For thousands of years, geothermal energy has been harnessed as a clean and sustainable source of power.

Long ago, indigenous people around the globe, such as the Maoris in New Zealand, cooked their food using water from natural hot springs. Later, the Romans engineered a way to use the Earth’s heat to warm their buildings. Now, with modern technology, geothermal wells are drilled deep into the ground in order to tap into the heat radiating from the Earth’s core and transform it into electricity.

However, one remaining challenge associated with drilling geothermal wells is the presence of hard rocks, such as granite, that slow down the process and wear down drill bits. In turn, this causes drilling time and expenses to increase.

To combat this, a team of researchers from the J. Mike Walker ’66 Department of Mechanical Engineering at Texas A&M University is developing Shockwave and Plasma Accelerated Rock Cracking (SPARC) drilling technology. By making the creation of wells more efficient, accessible and cost effective, their U.S. Department of Energy funded project will help make geothermal energy a more viable alternative to fossil fuels.

According to information, Dr. David Staack, associate professor, Sallie and Don Davis ’61 Career Development Professor, and College of Engineering director of laboratory instruction, is leading the SPARC project. His team includes Dr. Dion Antao, assistant professor, Dr. Alan Palazzolo, James J. Cain Professor I and Dr. Bruce Tai, assistant professor.

“The drilling technology that we are working on has the potential to increase drilling rates (rate of penetration) and reduce the wear and tear of traditional drill bits. This is achieved by locally prestressing or precracking the rock being drilled prior to the cutting action of the drill bit,” said Dr. Antao.

As Dr. Staack further explained, the team’s SPARC technology will equip traditional drill bits with high voltage electrodes on the tip that emit a microscopic plasma discharge to shock the rock and crack it like a tiny explosion. Creating fractures and weakening the rock will allow the drill head, affixed with conventional diamond cutters, to have an easier time breaking through the material.
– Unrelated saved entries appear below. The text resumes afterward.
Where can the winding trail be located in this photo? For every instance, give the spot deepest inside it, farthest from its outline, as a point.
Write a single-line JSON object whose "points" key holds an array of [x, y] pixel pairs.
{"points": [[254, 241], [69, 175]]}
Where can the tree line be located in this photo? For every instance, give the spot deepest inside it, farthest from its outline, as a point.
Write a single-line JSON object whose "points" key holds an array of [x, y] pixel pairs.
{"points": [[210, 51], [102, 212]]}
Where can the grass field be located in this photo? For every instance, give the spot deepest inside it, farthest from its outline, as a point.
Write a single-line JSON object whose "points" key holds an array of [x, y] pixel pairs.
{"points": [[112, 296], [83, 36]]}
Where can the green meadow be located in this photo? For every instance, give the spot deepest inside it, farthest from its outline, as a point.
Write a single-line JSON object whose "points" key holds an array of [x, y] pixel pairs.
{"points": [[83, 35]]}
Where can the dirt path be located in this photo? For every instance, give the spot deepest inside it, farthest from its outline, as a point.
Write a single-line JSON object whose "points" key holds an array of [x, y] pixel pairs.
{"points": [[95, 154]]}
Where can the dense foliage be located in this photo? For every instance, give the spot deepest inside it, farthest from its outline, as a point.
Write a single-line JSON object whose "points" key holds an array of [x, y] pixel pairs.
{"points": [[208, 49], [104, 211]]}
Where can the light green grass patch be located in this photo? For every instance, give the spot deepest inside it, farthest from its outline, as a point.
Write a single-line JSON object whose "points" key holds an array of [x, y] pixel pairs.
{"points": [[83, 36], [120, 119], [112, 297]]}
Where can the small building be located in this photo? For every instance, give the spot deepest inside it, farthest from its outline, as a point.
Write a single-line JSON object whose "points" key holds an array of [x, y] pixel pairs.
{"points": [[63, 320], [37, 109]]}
As Dr. Palazzolo described, along with setting the stage for further development of geothermal energy, using electric plasma bursts to increase the rate of penetration will enable the drilling process to be streamlined and therefore be more cost competitive with nonrenewable resources.

“It’s very exciting to be able to apply my expertise in machining research to study rock drilling with a real-world application,” said Dr. Tai. “This is truly a novel, interdisciplinary idea that will be a game changer.”

A game changer that U.S. Secretary of Energy Rick Perry summed up in his related press release.

“Geothermal energy is a clean and efficient base-load energy resource, making it an important part of our nation’s diverse energy portfolio,” said Perry. “Developing new, efficient drilling technologies will reduce these costs and increase the availability of this domestic renewable energy resource.”